Here are a couple ideas I thought might work but didn’t. One way to induce sparsity in regression models is called the lasso, or more technically L-1 penalized regression. This is just least squares with an added penalty proportional to the absolute values of the model parameters. A more or less equivalent idea in Bayesian statistics is to add a double exponential or Laplacian prior. Since the parameters here are non-negative we can use an exponential prior instead.

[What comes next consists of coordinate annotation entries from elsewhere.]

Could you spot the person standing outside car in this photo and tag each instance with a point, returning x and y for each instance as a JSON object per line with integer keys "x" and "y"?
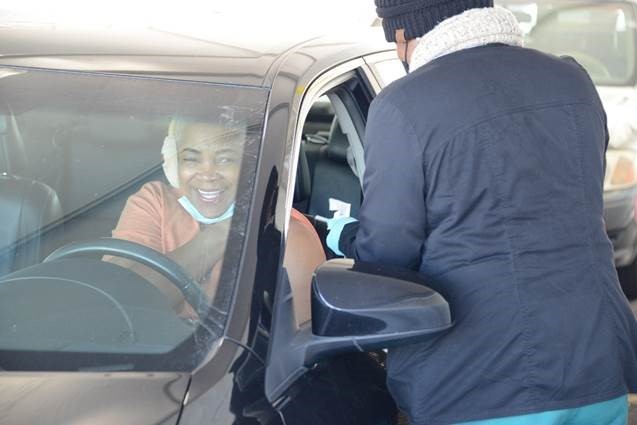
{"x": 484, "y": 172}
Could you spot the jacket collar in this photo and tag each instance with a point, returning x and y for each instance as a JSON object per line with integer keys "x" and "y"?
{"x": 472, "y": 28}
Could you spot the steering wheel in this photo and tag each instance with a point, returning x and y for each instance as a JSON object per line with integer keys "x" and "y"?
{"x": 190, "y": 289}
{"x": 593, "y": 65}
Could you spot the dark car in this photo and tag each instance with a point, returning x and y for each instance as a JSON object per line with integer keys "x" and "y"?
{"x": 87, "y": 340}
{"x": 602, "y": 37}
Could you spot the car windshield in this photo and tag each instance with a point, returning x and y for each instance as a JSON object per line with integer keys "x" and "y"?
{"x": 125, "y": 202}
{"x": 601, "y": 36}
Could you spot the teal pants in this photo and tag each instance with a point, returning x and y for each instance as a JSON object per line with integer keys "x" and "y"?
{"x": 612, "y": 412}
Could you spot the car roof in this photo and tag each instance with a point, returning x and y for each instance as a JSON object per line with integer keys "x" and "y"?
{"x": 212, "y": 53}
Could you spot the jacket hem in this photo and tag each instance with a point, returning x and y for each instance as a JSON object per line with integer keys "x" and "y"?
{"x": 500, "y": 413}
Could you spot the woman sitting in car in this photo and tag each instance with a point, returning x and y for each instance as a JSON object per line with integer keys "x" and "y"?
{"x": 189, "y": 219}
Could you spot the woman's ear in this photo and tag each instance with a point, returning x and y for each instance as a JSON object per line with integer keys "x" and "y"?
{"x": 170, "y": 161}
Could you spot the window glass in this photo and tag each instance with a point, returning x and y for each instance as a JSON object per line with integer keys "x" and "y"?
{"x": 388, "y": 70}
{"x": 162, "y": 168}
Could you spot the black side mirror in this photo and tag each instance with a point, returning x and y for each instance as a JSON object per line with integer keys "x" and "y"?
{"x": 355, "y": 307}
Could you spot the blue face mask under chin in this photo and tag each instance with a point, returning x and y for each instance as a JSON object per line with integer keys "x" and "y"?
{"x": 194, "y": 212}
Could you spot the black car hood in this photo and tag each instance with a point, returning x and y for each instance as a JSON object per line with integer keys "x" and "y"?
{"x": 91, "y": 398}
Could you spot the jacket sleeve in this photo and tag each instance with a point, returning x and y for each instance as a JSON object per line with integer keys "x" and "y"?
{"x": 392, "y": 223}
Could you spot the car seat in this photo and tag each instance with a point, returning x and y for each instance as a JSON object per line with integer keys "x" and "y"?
{"x": 26, "y": 206}
{"x": 303, "y": 254}
{"x": 333, "y": 176}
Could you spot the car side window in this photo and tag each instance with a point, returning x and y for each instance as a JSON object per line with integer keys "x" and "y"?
{"x": 331, "y": 163}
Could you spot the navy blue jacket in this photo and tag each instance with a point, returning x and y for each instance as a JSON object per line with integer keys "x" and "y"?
{"x": 484, "y": 170}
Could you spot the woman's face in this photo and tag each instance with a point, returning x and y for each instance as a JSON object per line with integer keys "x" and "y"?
{"x": 209, "y": 165}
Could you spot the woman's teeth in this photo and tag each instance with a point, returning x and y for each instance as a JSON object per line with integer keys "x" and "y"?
{"x": 209, "y": 195}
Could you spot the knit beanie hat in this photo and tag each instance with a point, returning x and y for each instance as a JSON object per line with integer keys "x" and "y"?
{"x": 417, "y": 17}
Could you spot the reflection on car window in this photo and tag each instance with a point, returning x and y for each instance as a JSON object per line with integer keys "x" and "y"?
{"x": 152, "y": 163}
{"x": 600, "y": 36}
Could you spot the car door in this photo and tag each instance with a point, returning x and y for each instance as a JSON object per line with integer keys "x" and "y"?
{"x": 347, "y": 388}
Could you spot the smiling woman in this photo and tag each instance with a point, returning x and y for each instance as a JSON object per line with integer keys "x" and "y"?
{"x": 188, "y": 220}
{"x": 83, "y": 164}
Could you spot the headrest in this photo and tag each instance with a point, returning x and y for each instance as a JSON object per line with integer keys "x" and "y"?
{"x": 338, "y": 143}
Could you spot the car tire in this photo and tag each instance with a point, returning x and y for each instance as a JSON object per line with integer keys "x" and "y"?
{"x": 628, "y": 279}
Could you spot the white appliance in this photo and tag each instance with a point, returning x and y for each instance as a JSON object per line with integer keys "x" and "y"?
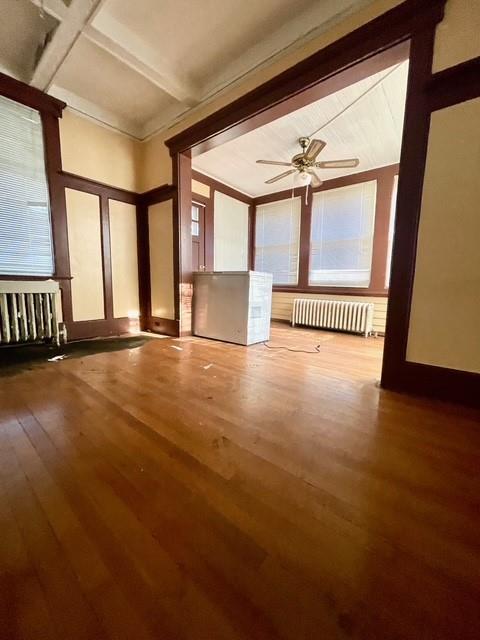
{"x": 233, "y": 306}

Yet another possible prior inspired by “domain knowledge” is to notice that the coefficient values I picked sum to 1. A sum to 1 constraint can be programmed in Stan by declaring the parameter vector to be a simplex. Leaving out an explicit prior will give the parameters implicitly uniform priors.
parameters {
simplex[M] beta;
}
model {
y ~ normal(X * beta, sdev);
}
Interestingly enough for possible future reference this model ran much faster than the others and threw no warnings, but it didn’t produce a sparse solution:
Back to the drawing board and with a bit of web research it turns out there is a fairly standard sparsity inducing prior known as the “horseshoe” described in yet another Stan case study by another principal developer, Michael Betancourt. The parameter and model block for this looks like
parameters {
vector<lower=0.>[M] beta;
real<lower=0.> tau;
vector<lower=0.>[M] lambda;
}
model {
tau ~ cauchy(0, 0.05);
lambda ~ cauchy(0, 1.);
beta ~ normal(0, tau*lambda);
y ~ normal(X * beta, sdev);
}
This is the “classical” horseshoe rather than the preferred prior that Betancourt refers to as the “Finnish horseshoe.” This took some fiddling with hyperparameter values to produce something sensible that appeared to converge, but it did indeed produce a sparse posterior:
This run did find two posterior modes, and this illustrates the typical Stan behavior I mentioned at the beginning of this post. Two chains found a mode where beta[49] is large and beta[51] near 0, and two found one with the values reversed. There’s no jumping between modes within a chain:
Finally, here are the distributions of log-likelihood for the 6 priors considered in the last two posts:
Should we care about sparsity? In statistics and machine learning sparsity is usually considered a virtue because one often has a great many potential predictors, only a few of which are thought to have any real predictive value. In star formation history modeling on the other hand astronomers usually think of star formation as varying relatively smoothly over time, at least when averaged over galactic scales. Star formation occurring in a few discrete bursts widely separated over cosmic history seems unphysical, which makes interpreting (or for that matter believing) the results challenging.
One takeaway from this exercise is that in a data rich environment the details of the prior don’t matter too much provided it’s reasonable, which in the context of star formation history modeling specifically excludes one that induces sparsity — despite the fact that in this contrived example the sparsity inducing prior recovers the inputs accurately while generic priors do not. Of course maximum likelihood estimation does even better at recovering the inputs with far less computational expense.
Coming soon, I hope, back to real data.